Mariana hizo un gesto extraño, miró primero al inspector y luego, concentrada, a ninguna parte, como si estuviera pensando a velocidad de competición. Y de pronto, chasqueó los dedos de la mano en actitud triunfal.

—¡Por Dios, Quintero! —exclamó alborozada—. ¡Es usted un observador de primera! ¡Pues claro! ¡Evidentemente! ¿Cómo no nos hemos dado cuenta hasta ahora?

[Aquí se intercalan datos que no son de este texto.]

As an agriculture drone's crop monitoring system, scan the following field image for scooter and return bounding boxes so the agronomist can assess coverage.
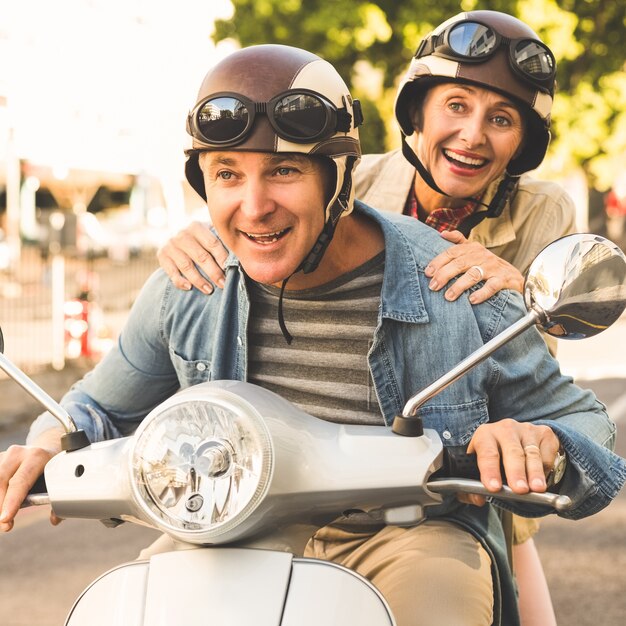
[0,235,626,626]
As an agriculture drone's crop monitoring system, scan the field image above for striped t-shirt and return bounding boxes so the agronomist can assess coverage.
[248,252,385,425]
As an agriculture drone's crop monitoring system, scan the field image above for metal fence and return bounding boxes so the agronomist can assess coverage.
[0,247,158,378]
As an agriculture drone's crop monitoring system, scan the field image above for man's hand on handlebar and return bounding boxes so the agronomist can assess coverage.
[0,429,63,532]
[459,419,560,506]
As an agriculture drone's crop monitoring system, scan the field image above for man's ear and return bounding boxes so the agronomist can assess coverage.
[409,98,424,133]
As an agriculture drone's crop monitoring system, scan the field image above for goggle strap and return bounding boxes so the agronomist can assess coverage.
[352,100,364,132]
[457,173,519,237]
[278,274,293,345]
[402,133,450,198]
[337,107,356,133]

Los dos hombres la miraban con recelosa extrañeza. Como si temiesen que hubiera perdido la cabeza, presa de su obsesión por resolver el caso. Mariana, que se percató, recompuso la figura antes de volver a dirigirse a ellos.

—¿Ven ustedes? Esto es lo que se llama mirar en la dirección correcta. Gracias a usted, inspector, puedo decir que hemos abierto una puerta que puede llevarnos a la solución del enigma. De momento, ya sé por qué Concepción Ares hizo eso tan insólito de aparcar su coche en la acera delante del edificio. Señores, en marcha, hay que verificar unas cuantas cosas antes de dar jaque mate al escurridizo contrincante que ha estado jugando con nosotros desde el principio.